Wrong. Congress did not pass this legislation. Altria was for it, for whatever reason, and the other players in the oligopolistic tobacco market would have had to accept FDA regualation.
“While disgorgement of profits might be problematic Judge Kessler should insist on oversight by FDA or another body that regulates WMDs(a Presidential Executive Order?).”
Why don’t you talk about the real issues surrounding disgorgement?
This is a cowardly CIVIL case. The DOJ knew they couldn’t win a CRIMINAL case because of a pesky thing called proof beyond a reasonable doubt (virtually 100%); civil cases basically require a 51% guilty to win.
This is why disgorgement will be tossed, and tossed very soon. This case has been a horrible waste of money. I am all for tobacco regulation, but this case is not the proper mechanism. Government is pissed because it was cut out of the MSA, plain and simple.

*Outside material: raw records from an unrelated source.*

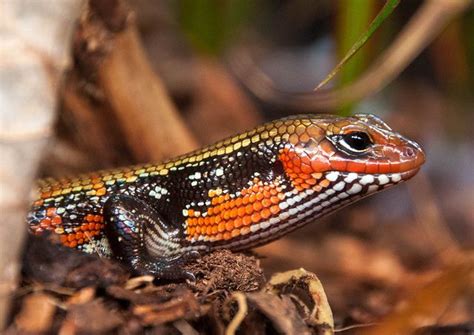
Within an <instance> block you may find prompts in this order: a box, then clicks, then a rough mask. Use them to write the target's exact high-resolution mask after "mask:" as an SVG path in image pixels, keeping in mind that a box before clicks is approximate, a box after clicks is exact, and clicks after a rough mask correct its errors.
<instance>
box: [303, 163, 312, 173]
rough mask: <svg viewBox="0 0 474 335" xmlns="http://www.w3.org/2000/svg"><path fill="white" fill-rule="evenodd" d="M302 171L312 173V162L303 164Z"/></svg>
mask: <svg viewBox="0 0 474 335" xmlns="http://www.w3.org/2000/svg"><path fill="white" fill-rule="evenodd" d="M301 171H302V172H303V173H307V174H311V173H312V172H313V169H312V168H311V165H310V163H309V162H308V163H303V164H301Z"/></svg>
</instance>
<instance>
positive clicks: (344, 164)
mask: <svg viewBox="0 0 474 335" xmlns="http://www.w3.org/2000/svg"><path fill="white" fill-rule="evenodd" d="M331 168H332V169H334V170H337V171H347V161H345V160H334V159H332V160H331Z"/></svg>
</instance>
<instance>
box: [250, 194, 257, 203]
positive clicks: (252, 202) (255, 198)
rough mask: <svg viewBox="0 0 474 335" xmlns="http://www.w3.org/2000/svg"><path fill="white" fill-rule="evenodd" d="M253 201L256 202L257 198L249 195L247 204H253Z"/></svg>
mask: <svg viewBox="0 0 474 335" xmlns="http://www.w3.org/2000/svg"><path fill="white" fill-rule="evenodd" d="M255 200H257V196H256V195H255V194H251V195H250V197H249V202H251V203H253V202H255Z"/></svg>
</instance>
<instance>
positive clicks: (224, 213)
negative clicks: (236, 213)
mask: <svg viewBox="0 0 474 335" xmlns="http://www.w3.org/2000/svg"><path fill="white" fill-rule="evenodd" d="M222 218H223V219H224V220H229V219H230V212H229V211H225V212H224V214H223V215H222Z"/></svg>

Kessler gutted the case early on, but somehow allowed disgorement to stay on the table. She will be embarassed in due time.
And, lastly, smoking is bad for you. Smoking is regulated by the FTC, a federal agency. Does this not seem like a joke to now say that, while tobacco complied with the FTC, tobacco is guility under RICO? Isn’t the FTC part and privy to the same conspiracy? What about all the “ill-gotten” tax revenues that came from the sales?